対話型グラフには解析オブジェクトのグラフタブからアクセスできます。このタブはJAPEG画像を表示すると共に、PDFや対話型グラフアプリケーションへリンクしています.
Interactiveをクリックするとアプリケーションが開始されます.

グラフには4つの項目があります:

  • アクション選択ボタン
  • メイン画像
  • ナビゲーション画像
  • 選択ポイントのリスト

アクション選択

ポイントを選択、ポイントの選択解除、全てのポイントの選択解除、ズームイン、ズームアウト、の操作ができます。これらの選択はメイン画面のアクション選択から実行できます。

選択ではそれぞれのポイント上でマウスをクリックして各々のプローブを選択します。また、クリック・ドラッグで範囲を指定し、複数のポイントを選択することもできます。画面上の選択がハイライトされている間はポイントの選択を続けることができます。

選択解除も選択時と同じように行います。ここではすでに選択してあるポイントからの削除を行います。

全ての選択を解除は全てのポイントの選択を解除します。

ズームは範囲を指定し、その選択範囲内を拡大して見ることが出来ます。メイン画面がズームモードである場合、右上のナビゲーション画像の操作で、メイン画面の範囲を変更することができます。ズームモードであれば、この選択範囲内で選択あるいは選択解除の操作をすることができます。

ズームアウトではメイン画面が最初の状態に戻ります.

選択したポイント

この画面も対話型グリッドと同様の形式です。Simbiot内と外部データベース、両方の詳細なアノテーション情報のリンクが貼られています.
Gene setあるいはSNP setを保存するには名前とコメントを入力し、保存をクリックして、選択したポイントで指定された遺伝子を含む新規のgene setを作成します.

アルゴリズム

データの抽出と前処理機能

Simbiotはデータの処理・解析にpeer-reviewedアルゴリズムを使用しています。エクスポート過程では下に示すBioconductor (Gentleman, Carey et al. 2004)ツールを利用しています:

  1. Affymetrix cDNA chips:           Bioconductor affy (Gautier, Cope et al. 2004)
  2. Affymetrix SNP chips: Bioconductor crlmm (Carvalho, Bengtsson et al. 2007)
  3. Illumina cDNA microarrays:     Bioconductor lumi (Du, Kibbe et al. 2008)
  4. Illumina SNP microarrays:        Bioconductor beadarraySNP (Oosting, Lips et al. 2007)

データ解析

データ解析では、peer-reviewedと標準の解析がデータ・独立形式が統合されています:

  • クラスタリング: Cluster 3.0 (de Hoon, Imoto et al. 2004)、 Rを基本としたクラスタリング機能
  • 標準統計:Rを基本としたクラスタリング機能
  • 発現解析: samr (Tusher, Tibshirani et al. 2001)、Bioconductor limma (Smyth 2004)とLPE (Jain, Thatte et al. 2003)パッケージ
  • タイムコース解析: Bioconductor timecourse (Tai and Speed 2009)とmaSigPro (Conesa, Nueda et al. 2006)パッケージ
  • SNP Association study and linkage disequilibrium: Bioconductor snpMatrix (Clayton and Leung 2007)パッケージ
  • コピー数解析: Bioconductor snapCGH (Marioni, Thorne et al. 2006; Smith, Marioni et al. 2006)

リファレンス

Ashburner, M., C. A. Ball, et al. (2000). "Gene ontology: tool for the unification of biology. The Gene Ontology Consortium." Nat Genet 25(1): 25-9.

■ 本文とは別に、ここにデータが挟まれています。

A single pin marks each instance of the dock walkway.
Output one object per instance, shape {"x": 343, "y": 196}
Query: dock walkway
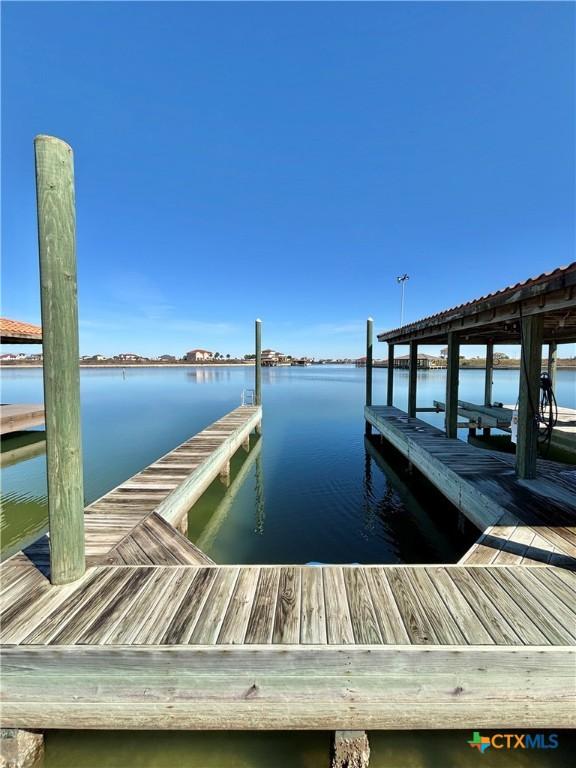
{"x": 528, "y": 521}
{"x": 144, "y": 641}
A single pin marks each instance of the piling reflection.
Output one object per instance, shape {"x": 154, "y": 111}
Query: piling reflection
{"x": 259, "y": 493}
{"x": 421, "y": 523}
{"x": 254, "y": 458}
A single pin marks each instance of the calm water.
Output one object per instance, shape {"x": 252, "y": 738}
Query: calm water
{"x": 309, "y": 490}
{"x": 306, "y": 492}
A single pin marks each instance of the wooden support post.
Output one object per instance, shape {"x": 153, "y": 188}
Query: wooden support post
{"x": 20, "y": 749}
{"x": 412, "y": 378}
{"x": 369, "y": 360}
{"x": 553, "y": 362}
{"x": 488, "y": 379}
{"x": 258, "y": 363}
{"x": 530, "y": 365}
{"x": 390, "y": 383}
{"x": 489, "y": 373}
{"x": 452, "y": 368}
{"x": 350, "y": 749}
{"x": 183, "y": 524}
{"x": 225, "y": 474}
{"x": 57, "y": 247}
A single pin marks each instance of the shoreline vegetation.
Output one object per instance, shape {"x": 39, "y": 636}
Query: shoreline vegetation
{"x": 475, "y": 364}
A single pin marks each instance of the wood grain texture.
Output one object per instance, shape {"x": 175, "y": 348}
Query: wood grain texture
{"x": 57, "y": 248}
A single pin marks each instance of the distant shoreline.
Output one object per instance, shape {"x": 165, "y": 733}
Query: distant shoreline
{"x": 250, "y": 364}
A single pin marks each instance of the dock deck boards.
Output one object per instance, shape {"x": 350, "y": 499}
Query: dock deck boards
{"x": 350, "y": 605}
{"x": 153, "y": 637}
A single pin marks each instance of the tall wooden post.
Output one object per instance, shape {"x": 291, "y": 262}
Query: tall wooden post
{"x": 390, "y": 373}
{"x": 489, "y": 373}
{"x": 530, "y": 364}
{"x": 412, "y": 378}
{"x": 57, "y": 247}
{"x": 452, "y": 368}
{"x": 258, "y": 363}
{"x": 553, "y": 362}
{"x": 369, "y": 361}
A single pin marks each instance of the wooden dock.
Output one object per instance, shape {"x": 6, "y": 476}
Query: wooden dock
{"x": 223, "y": 647}
{"x": 529, "y": 520}
{"x": 20, "y": 416}
{"x": 155, "y": 635}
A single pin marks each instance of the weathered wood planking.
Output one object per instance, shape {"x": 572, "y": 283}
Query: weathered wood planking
{"x": 288, "y": 687}
{"x": 299, "y": 605}
{"x": 523, "y": 521}
{"x": 261, "y": 647}
{"x": 167, "y": 488}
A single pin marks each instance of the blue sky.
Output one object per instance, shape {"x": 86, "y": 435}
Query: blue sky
{"x": 288, "y": 161}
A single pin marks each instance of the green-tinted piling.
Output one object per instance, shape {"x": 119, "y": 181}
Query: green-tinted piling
{"x": 57, "y": 248}
{"x": 390, "y": 375}
{"x": 369, "y": 362}
{"x": 452, "y": 372}
{"x": 412, "y": 378}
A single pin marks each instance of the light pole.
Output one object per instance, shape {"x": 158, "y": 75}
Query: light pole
{"x": 402, "y": 280}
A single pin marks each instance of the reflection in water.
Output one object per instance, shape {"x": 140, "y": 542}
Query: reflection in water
{"x": 208, "y": 375}
{"x": 20, "y": 446}
{"x": 289, "y": 749}
{"x": 411, "y": 509}
{"x": 259, "y": 493}
{"x": 206, "y": 539}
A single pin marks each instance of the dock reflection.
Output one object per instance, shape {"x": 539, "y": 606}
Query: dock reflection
{"x": 21, "y": 446}
{"x": 208, "y": 536}
{"x": 424, "y": 526}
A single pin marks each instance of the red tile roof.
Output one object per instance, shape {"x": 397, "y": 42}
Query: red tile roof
{"x": 14, "y": 332}
{"x": 469, "y": 305}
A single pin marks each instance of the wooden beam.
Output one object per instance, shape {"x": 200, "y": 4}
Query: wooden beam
{"x": 288, "y": 687}
{"x": 369, "y": 361}
{"x": 452, "y": 370}
{"x": 390, "y": 392}
{"x": 489, "y": 373}
{"x": 258, "y": 362}
{"x": 57, "y": 247}
{"x": 553, "y": 362}
{"x": 412, "y": 378}
{"x": 530, "y": 365}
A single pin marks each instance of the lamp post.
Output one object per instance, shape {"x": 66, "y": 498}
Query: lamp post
{"x": 402, "y": 280}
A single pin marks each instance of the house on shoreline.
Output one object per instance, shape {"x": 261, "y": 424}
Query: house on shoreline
{"x": 271, "y": 358}
{"x": 199, "y": 356}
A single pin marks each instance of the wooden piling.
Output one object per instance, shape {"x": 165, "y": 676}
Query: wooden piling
{"x": 452, "y": 369}
{"x": 412, "y": 378}
{"x": 390, "y": 382}
{"x": 530, "y": 364}
{"x": 369, "y": 361}
{"x": 258, "y": 363}
{"x": 57, "y": 248}
{"x": 488, "y": 380}
{"x": 553, "y": 362}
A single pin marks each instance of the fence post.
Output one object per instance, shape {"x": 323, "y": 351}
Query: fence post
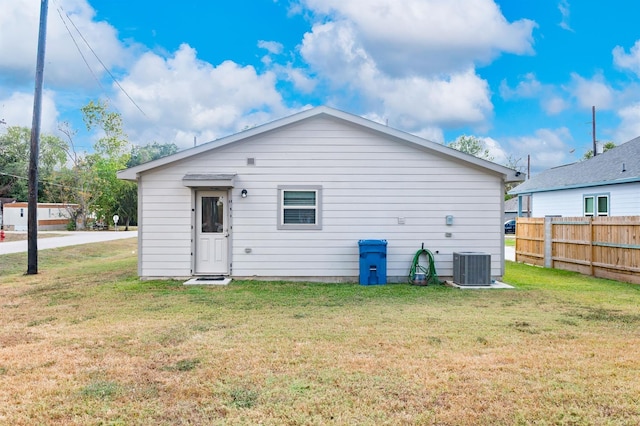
{"x": 548, "y": 243}
{"x": 591, "y": 246}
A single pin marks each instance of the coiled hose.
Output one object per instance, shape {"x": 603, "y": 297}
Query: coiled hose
{"x": 417, "y": 270}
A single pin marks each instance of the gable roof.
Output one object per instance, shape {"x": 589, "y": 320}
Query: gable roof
{"x": 617, "y": 165}
{"x": 326, "y": 112}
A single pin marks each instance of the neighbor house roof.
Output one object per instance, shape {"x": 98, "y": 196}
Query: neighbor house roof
{"x": 617, "y": 165}
{"x": 323, "y": 111}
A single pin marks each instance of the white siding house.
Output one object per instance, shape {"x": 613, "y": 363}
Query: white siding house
{"x": 605, "y": 185}
{"x": 292, "y": 198}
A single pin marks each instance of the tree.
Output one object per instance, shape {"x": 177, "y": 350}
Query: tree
{"x": 127, "y": 196}
{"x": 150, "y": 152}
{"x": 14, "y": 163}
{"x": 472, "y": 145}
{"x": 514, "y": 164}
{"x": 91, "y": 181}
{"x": 605, "y": 147}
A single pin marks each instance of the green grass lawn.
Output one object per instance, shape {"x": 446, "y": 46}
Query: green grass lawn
{"x": 86, "y": 342}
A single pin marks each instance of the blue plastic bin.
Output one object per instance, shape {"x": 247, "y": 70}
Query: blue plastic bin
{"x": 373, "y": 262}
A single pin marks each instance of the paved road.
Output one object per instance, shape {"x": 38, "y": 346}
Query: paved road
{"x": 69, "y": 239}
{"x": 79, "y": 237}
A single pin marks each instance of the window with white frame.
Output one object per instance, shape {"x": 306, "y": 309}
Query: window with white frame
{"x": 299, "y": 207}
{"x": 596, "y": 205}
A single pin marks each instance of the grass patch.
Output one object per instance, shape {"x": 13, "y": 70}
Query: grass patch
{"x": 183, "y": 365}
{"x": 101, "y": 390}
{"x": 86, "y": 342}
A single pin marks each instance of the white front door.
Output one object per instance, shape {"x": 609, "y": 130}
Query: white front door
{"x": 211, "y": 233}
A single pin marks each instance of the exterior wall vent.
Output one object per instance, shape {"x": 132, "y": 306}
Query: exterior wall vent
{"x": 471, "y": 268}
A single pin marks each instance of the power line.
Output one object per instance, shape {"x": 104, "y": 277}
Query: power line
{"x": 48, "y": 182}
{"x": 60, "y": 11}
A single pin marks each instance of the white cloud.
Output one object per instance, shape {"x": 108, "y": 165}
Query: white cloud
{"x": 185, "y": 97}
{"x": 630, "y": 125}
{"x": 272, "y": 47}
{"x": 64, "y": 66}
{"x": 554, "y": 105}
{"x": 495, "y": 150}
{"x": 414, "y": 103}
{"x": 529, "y": 87}
{"x": 429, "y": 36}
{"x": 546, "y": 147}
{"x": 594, "y": 92}
{"x": 629, "y": 61}
{"x": 17, "y": 110}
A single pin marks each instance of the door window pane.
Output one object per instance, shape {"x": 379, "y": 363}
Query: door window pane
{"x": 212, "y": 215}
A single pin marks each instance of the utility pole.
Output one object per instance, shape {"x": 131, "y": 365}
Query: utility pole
{"x": 32, "y": 219}
{"x": 593, "y": 131}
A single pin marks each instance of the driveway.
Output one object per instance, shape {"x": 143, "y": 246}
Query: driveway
{"x": 69, "y": 239}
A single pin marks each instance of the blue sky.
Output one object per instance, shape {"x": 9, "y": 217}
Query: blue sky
{"x": 521, "y": 75}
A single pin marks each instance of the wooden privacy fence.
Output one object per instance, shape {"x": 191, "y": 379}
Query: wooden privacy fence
{"x": 605, "y": 247}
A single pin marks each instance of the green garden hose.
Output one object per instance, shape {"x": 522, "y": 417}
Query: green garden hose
{"x": 418, "y": 271}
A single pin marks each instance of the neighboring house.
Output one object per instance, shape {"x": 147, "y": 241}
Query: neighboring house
{"x": 605, "y": 185}
{"x": 291, "y": 199}
{"x": 51, "y": 216}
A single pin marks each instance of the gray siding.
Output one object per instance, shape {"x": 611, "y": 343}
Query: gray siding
{"x": 370, "y": 184}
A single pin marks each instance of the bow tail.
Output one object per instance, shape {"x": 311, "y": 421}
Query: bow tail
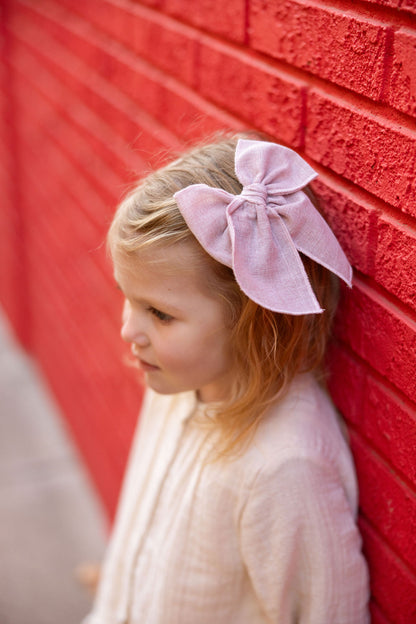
{"x": 267, "y": 265}
{"x": 313, "y": 237}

Boeckmann, B., A. Bairoch, et al. (2003). "The SWISS-PROT protein knowledgebase and its supplement TrEMBL in 2003." Nucleic Acids Res 31(1): 365-70.

Carvalho, B., H. Bengtsson, et al. (2007). "Exploration, normalization, and genotype calls of high-density oligonucleotide SNP array data." Biostatistics 8(2): 485-99.

Clayton, D. and H. T. Leung (2007). "An R package for analysis of whole-genome association studies." Hum Hered 64(1): 45-51.

Conesa, A., M. J. Nueda, et al. (2006). "maSigPro: a method to identify significantly differential expression profiles in time-course microarray experiments." Bioinformatics 22(9): 1096-102.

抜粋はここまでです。